Le ministère public demande la confirmation du jugement aux motifs que le jugement camerounais n’est pas conforme aux exigences de l’ordre public international en ce qu’il existe un risque de confusion des générations au sein de la famille adoptante. Mme E D A deviendrait en effet la fille de son beau-frère et de sa propre s’ur. Par ailleurs, M. Y X ayant adopté la fille, Mme Z A, de Mme C D A, Mme E D A serait à la fois la s’ur et la tante de celle-ci. Le jugement camerounais est donc contraire à l’ordre public international.
Réponse de la cour
L’article 34 de l’accord franco-camerounais de coopération en matière de justice du 21 février 1974 dispose que : 'En matière civile, sociale ou commerciale, les décisions contentieuses ou gracieuses rendues par une juridiction siégeant en France ou au Cameroun sont reconnues de plein droit sur le territoire de l’autre Etat si elles réunissent les conditions suivantes:
a) Les parties ont été régulièrement citées, représentées ou déclarées défaillantes;
b) Le litige entre les mêmes parties, fondé sur les mêmes faits et ayant le même objet :
- n’est pas pendant devant une juridiction de l’Etat requis, ou
- n’a pas donné lieu à une décision rendue dans l’Etat requis, ou
- n’a pas donné lieu à une décision rendue dans un Etat et réunissant les conditions nécessaires à son exequatur dans l’Etat requis ;
c) La décision, d’après la loi de l’Etat où elle a été rendue, ne peut plus faire l’objet d’un recours ordinaire ou d’un pourvoi en cassation ;
d) La décision émane d’une juridiction compétente d’après les règles de conflit de l’Etat requis, sauf renonciation de la partie intéressée ; e) La décision n’est pas contraire à une décision judiciaire prononcée dans cet Etat et possédant à son égard l’autorité de la chose jugée ;
f) Elle ne contient rien de contraire à l’ordre public de l’Etat où elle est invoquée ou aux principes de droit public applicables dans cet Etat'
.
Le jugement du 23 mai 2018 a rejeté la demande d’exequatur concernant Mme E D A au motif d’une contrariété du jugement camerounais à l’ordre public international français, en ce que l’adoption de celle-ci conduirait à un risque de confusion des générations.

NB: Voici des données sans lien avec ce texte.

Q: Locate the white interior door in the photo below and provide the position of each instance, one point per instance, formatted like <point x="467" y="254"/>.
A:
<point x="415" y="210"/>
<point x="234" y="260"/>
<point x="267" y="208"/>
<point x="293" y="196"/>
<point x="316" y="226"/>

Seule la conformité du jugement camerounais à l’ordre public international français est discutée devant la cour par les parties, les autres conditions posées par l’article 34 ne l’étant pas et le tribunal ayant jugé qu’elles étaient remplies.
Il est constant que Mme E D A est née le […] et qu’il existe avec M. Y X, né le […], une différence d’âge de trente-trois ans, ce qui exclut toute possibilité de confusion des générations entre eux.
Par ailleurs, s’il est vrai que Mme E D A est la soeur de Mme C D A, née le […], et la tante de Mme Z A, née le […], il n’y a pas non plus de possibilité de confusion des générations, dès lors que ces trois personnes ont respectivement trente, cinquante et vingt-sept ans et qu’elles connaissent nécessairement, sans confusion possible, la nature de leurs liens de famille.
Le jugement est donc infirmé en ce qu’il a rejeté la demande d’exequatur, concernant Mme E D A, du jugement du tribunal de grande instance de Mfoundi du 22 octobre 2015.
Ce jugement est dès lors déclaré exécutoire en ce qu’il prononcé l’adoption par M. Y X de Mme E D A, les effets étant ceux d’une adoption simple.
Sur les dépens
Les dépens sont mis à la charge du Trésor public.
PAR CES MOTIFS
Juge l’appel recevable ;
Infirme le jugement en ce qu’il a rejeté la demande d’exequatur du jugement du tribunal de grande instance de Mfoundi (Cameroun) du 22 octobre 2015 en ce qui concerne l’adoption par M. Y X de Mme E G D A, née le […] à […] ;
Statuant à nouveau,
Déclare exécutoire en France le jugement en date du 22 octobre 215 rendu par le tribunal de grande instance de Mfoundi (Cameroun) ayant prononcé l’adoption par M. Y X de Mme E G D A, née le […] à […];
Dit que la décision produira en France les effets d’une adoption simple ;
Laisse les dépens à la charge du Trésor public.